Manuscript use case 2: Limitations of conventional encoding schemes for repertoire-level binary classification when immune signals co-occur within the same AIR
============================================================

Previous studies indicate k-mer encoding captures information necessary for classifying immune repertoires. However, since immune signals can include multiple motifs within a receptor, isolated k-mer treatment might in some cases be inadequate for representing different immune states. Using LIgO, we simulated datasets with such complex co-occurring immune signals. Machine Learning (ML) on these datasets highlighted the limitations of ML methods that overlooked motif co-occurrence. Particularly, the traditional k-mer encoding failed to distinguish between different immune states.

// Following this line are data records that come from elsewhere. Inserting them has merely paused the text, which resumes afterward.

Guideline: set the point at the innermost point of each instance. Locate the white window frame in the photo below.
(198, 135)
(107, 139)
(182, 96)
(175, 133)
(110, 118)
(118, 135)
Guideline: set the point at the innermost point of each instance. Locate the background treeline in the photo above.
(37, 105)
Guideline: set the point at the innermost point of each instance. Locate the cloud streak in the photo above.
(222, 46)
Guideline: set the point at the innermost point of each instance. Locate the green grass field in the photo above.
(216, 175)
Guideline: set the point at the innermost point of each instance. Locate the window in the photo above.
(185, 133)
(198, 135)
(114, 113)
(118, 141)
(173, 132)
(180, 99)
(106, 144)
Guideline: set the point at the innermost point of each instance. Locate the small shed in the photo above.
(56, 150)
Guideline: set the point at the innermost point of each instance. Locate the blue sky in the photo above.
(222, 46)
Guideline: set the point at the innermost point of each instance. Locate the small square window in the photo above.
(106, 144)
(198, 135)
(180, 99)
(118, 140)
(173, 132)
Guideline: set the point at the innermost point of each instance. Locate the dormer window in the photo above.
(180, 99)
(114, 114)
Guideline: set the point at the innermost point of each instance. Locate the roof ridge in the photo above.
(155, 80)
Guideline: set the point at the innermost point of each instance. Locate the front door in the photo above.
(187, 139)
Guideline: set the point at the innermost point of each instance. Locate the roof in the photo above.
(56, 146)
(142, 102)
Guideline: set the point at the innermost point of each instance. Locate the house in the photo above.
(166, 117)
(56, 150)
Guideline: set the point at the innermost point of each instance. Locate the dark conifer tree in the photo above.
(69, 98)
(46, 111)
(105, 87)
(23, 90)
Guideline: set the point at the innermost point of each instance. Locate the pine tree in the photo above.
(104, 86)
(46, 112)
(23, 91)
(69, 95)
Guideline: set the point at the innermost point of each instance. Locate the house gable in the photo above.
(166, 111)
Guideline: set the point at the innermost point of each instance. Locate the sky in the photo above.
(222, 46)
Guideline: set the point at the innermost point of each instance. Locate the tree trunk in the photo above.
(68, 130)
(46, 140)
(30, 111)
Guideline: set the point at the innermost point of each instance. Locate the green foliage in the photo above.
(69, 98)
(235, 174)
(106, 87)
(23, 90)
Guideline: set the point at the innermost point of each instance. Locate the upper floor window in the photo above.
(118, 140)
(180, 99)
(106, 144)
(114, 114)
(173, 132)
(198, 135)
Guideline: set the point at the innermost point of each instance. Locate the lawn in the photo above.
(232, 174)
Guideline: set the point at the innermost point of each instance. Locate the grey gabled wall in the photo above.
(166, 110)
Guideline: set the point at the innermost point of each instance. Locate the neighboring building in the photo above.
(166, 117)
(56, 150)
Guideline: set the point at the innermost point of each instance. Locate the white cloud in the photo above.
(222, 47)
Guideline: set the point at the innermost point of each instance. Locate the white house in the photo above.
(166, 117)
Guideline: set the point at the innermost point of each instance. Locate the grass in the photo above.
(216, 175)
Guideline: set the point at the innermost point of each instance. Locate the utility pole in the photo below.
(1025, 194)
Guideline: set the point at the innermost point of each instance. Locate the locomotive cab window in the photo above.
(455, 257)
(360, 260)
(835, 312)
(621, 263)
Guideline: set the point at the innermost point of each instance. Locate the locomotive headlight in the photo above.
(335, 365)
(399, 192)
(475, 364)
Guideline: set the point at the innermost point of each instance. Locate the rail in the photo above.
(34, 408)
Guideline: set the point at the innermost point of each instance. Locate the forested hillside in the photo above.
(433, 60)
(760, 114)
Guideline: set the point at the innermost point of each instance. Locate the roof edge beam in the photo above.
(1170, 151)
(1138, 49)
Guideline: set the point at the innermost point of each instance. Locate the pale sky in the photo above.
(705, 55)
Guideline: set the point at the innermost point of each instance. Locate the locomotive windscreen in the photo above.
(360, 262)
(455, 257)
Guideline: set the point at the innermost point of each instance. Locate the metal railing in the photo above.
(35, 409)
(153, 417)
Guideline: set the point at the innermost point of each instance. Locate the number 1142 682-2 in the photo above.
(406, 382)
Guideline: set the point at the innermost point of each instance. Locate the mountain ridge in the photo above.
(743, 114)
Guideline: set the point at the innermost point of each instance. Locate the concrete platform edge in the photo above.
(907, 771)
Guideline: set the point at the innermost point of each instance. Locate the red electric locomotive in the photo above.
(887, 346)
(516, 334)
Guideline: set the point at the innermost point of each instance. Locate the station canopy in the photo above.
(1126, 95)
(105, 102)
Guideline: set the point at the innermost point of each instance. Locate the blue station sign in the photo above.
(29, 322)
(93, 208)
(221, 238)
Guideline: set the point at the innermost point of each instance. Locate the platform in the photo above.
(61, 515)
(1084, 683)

In this use case, we demonstrate how LIgO can be used to encode complex immune signals and how such simulations can aid the development of suited ML models in classifying immune repertoires. The configuration specification for LIgO is shown below. More detailed use case 2 description can be found in the LIgO manuscript. 

Although we generated many datasets for gauging the uncertainty in the performance of ML models, we show the configuration only for one dataset for demonstration purposes. The comments in the configuration provide a detailed explanation of the parameters when needed.

Simulation configuration
------------------------

In the configuration below, the motif1 (GDT) occurs at 1% frequency on average in the repertoires of both positive (AIRR1) and negative (AIRR2) classes. Similarly motif2 (SGL) also occurs at 1% frequency on average in the repertoires of both positive (AIRR1) and negative (AIRR2) classes. However, the positive class repertoires have a higher co-occurrence rate of motif1 and motif2 (`signal1__signal2`) compared to the negative class repertoires. The positive class repertoires have a co-occurrence rate of 0.1%, while the negative class repertoires have a co-occurrence rate of 0.01%.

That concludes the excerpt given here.